About C, The idea is that at any moment, $$$x$$$ is always a multiple of $$$a$$$. So you just need to break $$$n$$$ into its prime factors $$$p_1, p_2, p_3,..., p_k$$$ where each $$$p_i$$$ is a prime and they don't need to be pairwise different. The answer for this problem is $$$1$$$ $$$+$$$ $$$p_1$$$ $$$+$$$ $$$p_2$$$ $$$+$$$ $$$...$$$ + $$$p_k$$$ $$$-$$$ $$$k$$$. I will leave the proof for you as an exercise.

For D, let's first check if the graph is already correct without the operator. Else, you must xor a non-empty set with some positive integer. If there exists edge of $$$u$$$ and $$$v$$$ and $$$a_u$$$ = $$$a_v$$$, then either $$$u$$$ or $$$v$$$ must be in the set. From here, the problem will become 2sat. To find suitable value so that it doesn't affect other edges, you can add every value of $$$a_u$$$ $$$xor$$$ $$$a_v$$$ to a set, and simply find the $$$mex$$$ of it.
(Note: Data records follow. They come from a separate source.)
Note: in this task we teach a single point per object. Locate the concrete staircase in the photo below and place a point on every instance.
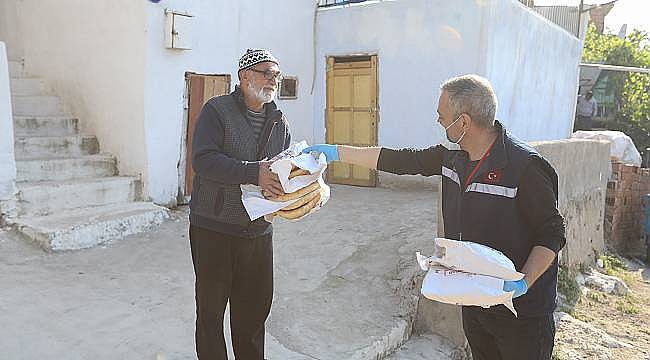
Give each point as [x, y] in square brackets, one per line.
[70, 195]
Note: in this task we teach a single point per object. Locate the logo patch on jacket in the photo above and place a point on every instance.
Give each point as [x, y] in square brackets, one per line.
[492, 176]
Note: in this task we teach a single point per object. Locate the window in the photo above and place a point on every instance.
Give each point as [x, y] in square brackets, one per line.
[289, 88]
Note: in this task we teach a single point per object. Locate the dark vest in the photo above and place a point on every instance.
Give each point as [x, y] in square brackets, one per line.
[221, 203]
[487, 212]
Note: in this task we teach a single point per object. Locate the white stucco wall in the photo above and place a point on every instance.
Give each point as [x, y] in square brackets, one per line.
[92, 55]
[533, 66]
[9, 28]
[222, 30]
[7, 161]
[420, 43]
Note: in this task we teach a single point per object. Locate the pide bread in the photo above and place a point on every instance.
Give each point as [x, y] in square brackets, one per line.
[301, 211]
[294, 195]
[303, 200]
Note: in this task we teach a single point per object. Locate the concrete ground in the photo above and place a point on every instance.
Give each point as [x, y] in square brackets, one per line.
[343, 290]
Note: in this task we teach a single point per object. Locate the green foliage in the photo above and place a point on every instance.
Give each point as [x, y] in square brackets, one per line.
[631, 91]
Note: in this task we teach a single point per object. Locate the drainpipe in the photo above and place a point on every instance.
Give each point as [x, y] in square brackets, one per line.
[582, 3]
[7, 158]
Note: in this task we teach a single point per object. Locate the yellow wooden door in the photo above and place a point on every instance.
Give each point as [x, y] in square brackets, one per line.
[352, 113]
[201, 89]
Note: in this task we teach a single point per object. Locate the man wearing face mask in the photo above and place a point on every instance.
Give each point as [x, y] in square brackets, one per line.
[232, 255]
[497, 191]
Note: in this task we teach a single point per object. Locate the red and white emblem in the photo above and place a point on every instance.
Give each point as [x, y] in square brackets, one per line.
[493, 176]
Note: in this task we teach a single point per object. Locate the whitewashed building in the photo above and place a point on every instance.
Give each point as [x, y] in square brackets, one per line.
[123, 68]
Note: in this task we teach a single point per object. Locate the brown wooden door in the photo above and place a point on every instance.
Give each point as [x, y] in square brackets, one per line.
[201, 88]
[352, 113]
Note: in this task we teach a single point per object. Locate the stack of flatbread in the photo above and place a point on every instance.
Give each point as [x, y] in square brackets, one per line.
[304, 199]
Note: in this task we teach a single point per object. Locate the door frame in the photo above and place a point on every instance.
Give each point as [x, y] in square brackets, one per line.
[183, 197]
[373, 56]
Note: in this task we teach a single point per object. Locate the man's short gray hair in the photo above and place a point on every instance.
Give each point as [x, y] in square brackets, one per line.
[472, 95]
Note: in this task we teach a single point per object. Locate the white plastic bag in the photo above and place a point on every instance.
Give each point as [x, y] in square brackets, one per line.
[257, 205]
[473, 258]
[622, 147]
[467, 273]
[462, 288]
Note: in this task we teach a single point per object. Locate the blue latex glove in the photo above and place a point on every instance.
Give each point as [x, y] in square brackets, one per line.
[331, 151]
[520, 287]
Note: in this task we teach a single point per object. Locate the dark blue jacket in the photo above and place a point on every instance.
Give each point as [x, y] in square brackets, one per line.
[492, 210]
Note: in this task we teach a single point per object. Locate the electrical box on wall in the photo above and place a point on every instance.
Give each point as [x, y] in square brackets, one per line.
[178, 30]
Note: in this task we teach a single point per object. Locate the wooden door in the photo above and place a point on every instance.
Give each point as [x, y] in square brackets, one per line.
[201, 88]
[352, 113]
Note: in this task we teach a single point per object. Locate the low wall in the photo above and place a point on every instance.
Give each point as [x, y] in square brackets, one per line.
[583, 168]
[7, 159]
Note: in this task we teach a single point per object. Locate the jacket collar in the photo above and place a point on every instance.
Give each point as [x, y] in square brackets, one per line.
[498, 156]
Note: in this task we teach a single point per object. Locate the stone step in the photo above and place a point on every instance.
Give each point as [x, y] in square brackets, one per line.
[47, 197]
[57, 169]
[28, 86]
[429, 347]
[16, 69]
[45, 126]
[36, 105]
[55, 146]
[87, 227]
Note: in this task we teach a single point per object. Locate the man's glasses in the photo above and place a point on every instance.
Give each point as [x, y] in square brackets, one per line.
[268, 74]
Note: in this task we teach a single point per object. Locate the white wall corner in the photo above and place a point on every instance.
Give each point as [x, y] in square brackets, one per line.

can you please explain solution of problem J ?

Another solution for D that doesn't use 2sat:

Define the value of an edge connecting $$$u$$$ and $$$v$$$ as $$$a_u \oplus a_v$$$. As above, set $$$x$$$ to the mex of all the edge values. This guarantees that if an edge has exactly one endpoint which is toggled, the edge changes to $$$a_u \oplus a_v \oplus x$$$. Now consider the subgraph with only edges of value 0. We need to pick exactly one vertex associated with each edge. This is equivalent to checking if the graph is bipartite.

How to solve K?I dont know what the problem really requirements。

Does the subarrays can change every year or the subarrays is unchangeable？

Very nice problems! But I can't figure out how to solve some of them, could you please share the tutorial?

There are some mistake in problem I's statement:

And I thought that $|a|, |b| \leq 10^8$ for the entire contest time, which wasted about 2 hours of my contest time. This is not fun.

We are extremely sorry for that. I'll fix the statement.